Service Curve Estimation-Based Characterization and Evaluation of Closed-Loop Flow Control

Abstract

Closed-loop flow control protocols, such as the prominent implementation transmission control protocol (TCP), are prevalent in the Internet, today. TCP has continuously been improved for greedy traffic sources to achieve high throughput over networks with large bandwidth delay products. Recently, the increasing use for streaming and interactive applications, such as voice and video, has shifted the focus toward its delay performance. Given the need for real-time communication of non-greedy sources via TCP, we present an estimation method for performance evaluation of closed-loop flow control protocols. We characterize an end-to-end connection by a service curve that provides statistical guarantees for arbitrary traffic. The estimation is based on end-to-end measurements at the application level that include all effects induced by the network and by the protocol stacks of the end systems. From our measurements, we identify different causes for delays. We show that significant delays are due to queueing in protocol stacks. Notably, this occurs even if the utilization is moderate.
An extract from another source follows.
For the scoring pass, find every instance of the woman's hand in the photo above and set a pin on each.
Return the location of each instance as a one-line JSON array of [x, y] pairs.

Using our estimation method, we compare the impact of fundamental mechanisms of TCP on delays at the application level: in detail, we analyze parameters relevant for network dimensioning, including buffer provisioning and active queue management, and parameters for server configuration, such as the congestion control algorithm. By applying our method as a benchmark, we find that a good selection can largely improve the delay performance of TCP.